Prepare the room/space for your research
So first thing is to spend some time on the room/space you will use before the session begins. You need to make it comfortable, rather than formal. Remember this isn’t an interview! Make sure you are sitting next to the participant (not too close; but close enough to see what they are doing and hear what they are saying). You might also have a 3rd person in the room, a scribe, so make sure they too can see and hear.
Make sure notes are in reach for the participant, copies of the task at hand for example. You are giving them a lot of new information so a copy is something to refer back too if they forget. Also make sure water is available.
Quite often you know who is coming to a usability session, but you haven’t really met them face-to-face before. So be prepared for the user needing to adapt the space you have set up. They may be left-handed, they might need there own chair, they might need some assistive technology.
Set the participant's expectations
You might have mentioned it in communication before the session but remind the participant why they are there again. Remind them you are not testing them, they cannot do or say anything wrong. The skill of user research is to gain open and honest feedback. Over scripted tasks or asking closed questions can limit this; but so cannot telling a user it is open in the first place.
Ease the participant in
It is always good to ease a participant in; with questions they can and know the answer too. It makes them feel comfortable. When someone signs up to research there is an element of excitement (I wonder what I will find out) but also an element of being on edge (what will they ask me). Users can often freeze up or won’t stop talking, which are natural defence mechanisms. You need to stop this from happening so the cure is to start with general questions that naturally lead to the task at hand.
For example you are testing a new app which tracks running. You can start with questions about internet use, what devices they have access too; what apps they already like and why. This then leads into “what do you think of this app”…”Can you complete task A”… Equally you could start with talking about sports, what are they interested in, what are there challenges in staying fit and can technology help in anyway. Again this then leads to “what do you think of this app”… “Can you complete task A”.
Being a confident researcher (NB when you read confident this doesn’t mean extrovert or dominant) will enable you to get more from a session. Being confident comes from knowing the subject matter (some not all); knowing the flow to a session, knowing the tasks and knowing what you need to probe for (what are the key assumptions to address in this batch of research).
With inner confidence; you will omit confidence and again with out realising bring reassurance to participant. In the main; their questions, concerns will be answered; their thoughts will be listened too. This allows 2 things to happen. Firstly open, honest feedback leading to insights; secondly you, the researcher, has time to listen. More of that to follow…
Listen with both ears and eyes
“To hear one has to listen” Wise words, but remember listening is utilising both your eyes and ears.
In usability sessions, we always ask the participants to speak aloud “say what are you thinking”… but often they will be quiet. That’s fine, they are reading, they are understanding, they are forming a decision. You can tell this from seeing what they are doing. For example, moving the mouse over the text or lip reading a sentence. They also often repeat saying/ moving over the question. These are the clues and triggers to probe, “what are you thinking”, “does this question make sense”…

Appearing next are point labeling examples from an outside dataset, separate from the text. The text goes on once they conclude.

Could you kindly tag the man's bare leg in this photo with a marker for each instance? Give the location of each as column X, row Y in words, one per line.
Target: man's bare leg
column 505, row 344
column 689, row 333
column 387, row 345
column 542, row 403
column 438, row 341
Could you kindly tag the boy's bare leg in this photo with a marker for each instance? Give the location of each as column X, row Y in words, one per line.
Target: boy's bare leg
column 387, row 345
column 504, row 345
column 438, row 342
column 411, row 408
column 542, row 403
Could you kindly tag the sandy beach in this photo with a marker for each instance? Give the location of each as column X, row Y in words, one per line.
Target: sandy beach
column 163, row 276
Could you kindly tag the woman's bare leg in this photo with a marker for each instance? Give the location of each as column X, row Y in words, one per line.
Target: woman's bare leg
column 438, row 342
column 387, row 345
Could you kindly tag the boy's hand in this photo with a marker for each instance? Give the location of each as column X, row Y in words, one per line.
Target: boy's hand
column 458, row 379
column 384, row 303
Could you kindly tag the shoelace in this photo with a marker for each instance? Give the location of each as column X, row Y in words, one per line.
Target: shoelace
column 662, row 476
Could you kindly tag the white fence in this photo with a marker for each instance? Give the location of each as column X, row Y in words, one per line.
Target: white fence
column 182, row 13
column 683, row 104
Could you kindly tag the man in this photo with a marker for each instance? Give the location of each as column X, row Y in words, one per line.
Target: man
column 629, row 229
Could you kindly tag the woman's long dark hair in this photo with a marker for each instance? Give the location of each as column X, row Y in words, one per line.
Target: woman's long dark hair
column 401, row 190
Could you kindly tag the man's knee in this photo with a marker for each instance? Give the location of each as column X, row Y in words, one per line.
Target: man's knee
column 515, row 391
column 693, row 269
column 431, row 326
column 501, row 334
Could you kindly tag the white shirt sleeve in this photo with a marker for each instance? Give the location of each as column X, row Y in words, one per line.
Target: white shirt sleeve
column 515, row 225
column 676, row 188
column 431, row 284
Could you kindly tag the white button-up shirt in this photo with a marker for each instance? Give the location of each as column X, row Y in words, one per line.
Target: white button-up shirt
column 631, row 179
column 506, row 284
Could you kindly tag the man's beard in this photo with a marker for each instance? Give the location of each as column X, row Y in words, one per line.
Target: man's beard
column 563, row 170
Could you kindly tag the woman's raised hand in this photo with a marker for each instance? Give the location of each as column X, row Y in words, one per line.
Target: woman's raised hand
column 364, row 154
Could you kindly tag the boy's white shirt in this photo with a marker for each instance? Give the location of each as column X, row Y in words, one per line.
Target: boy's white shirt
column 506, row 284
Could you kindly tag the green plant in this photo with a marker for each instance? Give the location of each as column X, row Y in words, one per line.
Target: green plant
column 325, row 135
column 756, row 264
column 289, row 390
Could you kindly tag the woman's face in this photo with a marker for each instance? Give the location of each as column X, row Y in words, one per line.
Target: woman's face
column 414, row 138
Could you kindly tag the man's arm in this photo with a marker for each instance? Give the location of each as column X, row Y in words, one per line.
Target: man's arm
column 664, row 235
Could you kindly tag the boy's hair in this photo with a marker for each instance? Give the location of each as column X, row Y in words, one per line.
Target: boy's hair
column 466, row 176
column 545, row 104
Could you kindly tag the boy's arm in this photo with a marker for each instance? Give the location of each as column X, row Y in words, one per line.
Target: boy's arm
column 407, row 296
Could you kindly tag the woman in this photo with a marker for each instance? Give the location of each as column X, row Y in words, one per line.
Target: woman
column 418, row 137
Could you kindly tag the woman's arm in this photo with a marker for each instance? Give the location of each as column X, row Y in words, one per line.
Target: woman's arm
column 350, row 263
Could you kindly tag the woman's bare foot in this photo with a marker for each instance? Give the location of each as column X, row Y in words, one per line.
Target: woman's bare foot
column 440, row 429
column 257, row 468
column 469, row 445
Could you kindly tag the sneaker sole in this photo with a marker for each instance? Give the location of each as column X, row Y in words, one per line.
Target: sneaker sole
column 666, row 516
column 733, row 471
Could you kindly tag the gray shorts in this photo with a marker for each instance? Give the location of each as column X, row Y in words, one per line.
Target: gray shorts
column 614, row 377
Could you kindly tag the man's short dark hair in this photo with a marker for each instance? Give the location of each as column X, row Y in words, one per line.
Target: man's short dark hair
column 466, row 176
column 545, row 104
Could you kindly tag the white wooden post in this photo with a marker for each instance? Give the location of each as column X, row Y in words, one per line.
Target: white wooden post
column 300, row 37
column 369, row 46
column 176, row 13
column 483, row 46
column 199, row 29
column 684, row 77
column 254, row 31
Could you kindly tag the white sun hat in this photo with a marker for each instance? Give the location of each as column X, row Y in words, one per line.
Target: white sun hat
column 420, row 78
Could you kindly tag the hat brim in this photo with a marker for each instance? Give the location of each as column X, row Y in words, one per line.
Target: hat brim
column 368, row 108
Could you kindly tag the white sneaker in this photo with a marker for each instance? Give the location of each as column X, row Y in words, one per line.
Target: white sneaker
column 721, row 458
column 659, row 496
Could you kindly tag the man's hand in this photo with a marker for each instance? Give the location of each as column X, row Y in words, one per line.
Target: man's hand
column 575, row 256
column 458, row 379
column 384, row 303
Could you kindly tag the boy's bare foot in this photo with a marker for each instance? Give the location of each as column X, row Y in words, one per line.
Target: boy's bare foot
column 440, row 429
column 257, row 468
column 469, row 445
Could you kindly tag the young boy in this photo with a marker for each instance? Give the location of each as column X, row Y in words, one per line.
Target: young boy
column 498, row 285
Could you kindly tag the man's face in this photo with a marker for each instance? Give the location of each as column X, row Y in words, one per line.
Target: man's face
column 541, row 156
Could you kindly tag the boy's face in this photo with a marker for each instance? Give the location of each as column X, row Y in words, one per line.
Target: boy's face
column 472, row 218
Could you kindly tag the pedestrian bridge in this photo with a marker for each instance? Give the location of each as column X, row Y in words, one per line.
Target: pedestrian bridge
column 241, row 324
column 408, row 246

Also body language and facial expressions lead to clues. Blank looks or scrunched up faces are telling you something. Probe to find out more.
Usability tests are quick wins and for me often far out way workshops or 20 question surveys in terms of insight generation. They let you find what doesn’t work (more so than what works); they assist assumption validation. That said, a key reason they work very well is often linked to the effort that goes into the planning pre research.